Celebrities such as Jennifer Garner and Amanda Peet were pregnant at the altar, Kean pointed out. Katie Holmes got married after giving birth. Salma Hayek and Jaime Pressly recently announced they're both engaged and pregnant. And Naomi Watts is rumored to be getting married this summer, before her pregnancy begins to "show."
"Today," says Brides magazine Editor in Chief Millie Martini Bratten, "we see so many celebrities who are either pregnant at the altar or they get married after they've had a baby, so it's something people are talking about openly."
Bratten says "brides with bellies" are no longer taboo: "The stigma is definitely gone. If couples have already planned to have a family and it happens to coincide with the wedding, they're perfectly fine with that. … It's a different bride and groom today. Their weddings are not like their parents' weddings. They're marrying older. They're living together. They're doing things all at once. So, it's more about celebration, rather than hiding something."
Luckily for pregnant brides, there's no shortage of wedding gowns for them, like the ones offered by Reem Acra.
Rosalie Peng can attest to the wide availability of such gowns. She's expecting her first baby in July, and isn't concealing anything.
"I feel very proud of how my body looks in a wedding dress," Peng says. "I think it's a miracle of life to be pregnant, and any little girl's dream, really so this is like the best part of your life!"

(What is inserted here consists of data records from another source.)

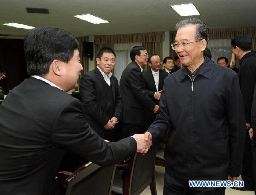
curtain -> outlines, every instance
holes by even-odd
[[[112,73],[113,73],[119,83],[123,71],[131,62],[130,58],[130,51],[134,46],[140,45],[141,45],[141,43],[114,44],[114,49],[116,52],[116,65],[114,70],[112,70]]]
[[[84,41],[89,41],[89,36],[81,37],[76,37],[76,39],[78,41],[79,45],[79,55],[81,59],[81,63],[83,66],[83,71],[81,72],[81,75],[83,75],[85,72],[87,72],[89,70],[89,58],[87,57],[84,57],[84,48],[83,46],[83,42]],[[81,75],[79,76],[78,80],[78,86],[75,89],[76,91],[79,90],[79,86],[80,84],[80,79]]]

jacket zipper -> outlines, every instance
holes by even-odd
[[[188,75],[189,76],[189,78],[190,79],[190,80],[191,80],[191,82],[192,82],[192,85],[191,85],[191,90],[192,91],[193,91],[193,87],[194,86],[194,81],[195,80],[195,77],[196,77],[196,76],[197,76],[197,75],[196,75],[195,76],[195,78],[194,78],[194,80],[193,80],[193,81],[192,81],[192,79],[191,78],[191,77],[189,76],[189,75]]]

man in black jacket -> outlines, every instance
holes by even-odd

A recent MaternityBride.com survey of bridal shop owners says as many as one-in-six brides is pregnant.
"Fashion in bridal has been the most exciting it's ever been," asserts Mara Urshel, who owns Kleinfeld Bridal, which boasts the largest selection of wedding gowns in the world.
She says designers today are working hard to accommodate those expanding wastelines.

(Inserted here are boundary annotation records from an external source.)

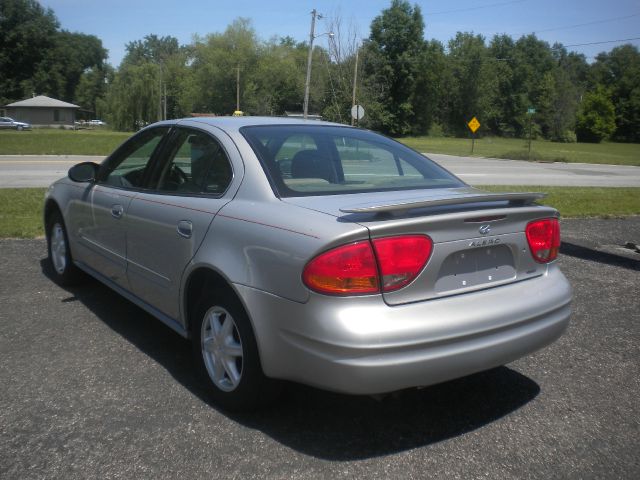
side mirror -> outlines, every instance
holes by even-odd
[[[74,182],[95,182],[100,166],[93,162],[82,162],[69,169],[69,178]]]

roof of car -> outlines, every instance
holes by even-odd
[[[197,123],[205,123],[220,127],[224,130],[238,130],[242,127],[256,126],[256,125],[326,125],[326,126],[339,126],[346,127],[340,123],[324,122],[321,120],[304,120],[298,117],[195,117],[195,118],[183,118],[177,120],[177,122],[192,121]]]

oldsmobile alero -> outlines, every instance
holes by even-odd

"There's a lot of 'empire wastelines' being shown," Urshel points out.
And that's simply meeting an emerging need.
Marriage therapist Jane Greer observes that, "In the past, once the wedding was over, a lot of times, many women would go through the post-wedding blues. Now you cut right fast-forward to the excitement of having the wedding, starting your married life, and beginning a family all at the same time.
Kean told Storm, "It's just a reality for many women now. In your 20s, a lot of times, you're focusing on your career and, all of a sudden, you're in your thirties, and you're faced with this much narrower window of time to all of a sudden get married and have a family. So, sometimes these happy events just kind of overlap. And what really matters is if you love each other. I mean, who really cares if you're pregnant?"
As for any lingering social stigmas, Kean says she doesn't "really think there's any downside. A lot of people worry that maybe they didn't have enough time together, alone before baby came. But, so many couples live together now that, presumably by the time they get married, they know each other pretty well.
"But, more importantly, a lot of these brides are really creative and combining their bridal and their baby registries and having a giant party and having a big shower for both events. And, in a way, it's really magical, because a lot of them are sort of celebrating starting a family together and a life together at the same time, so there's just more joy all around."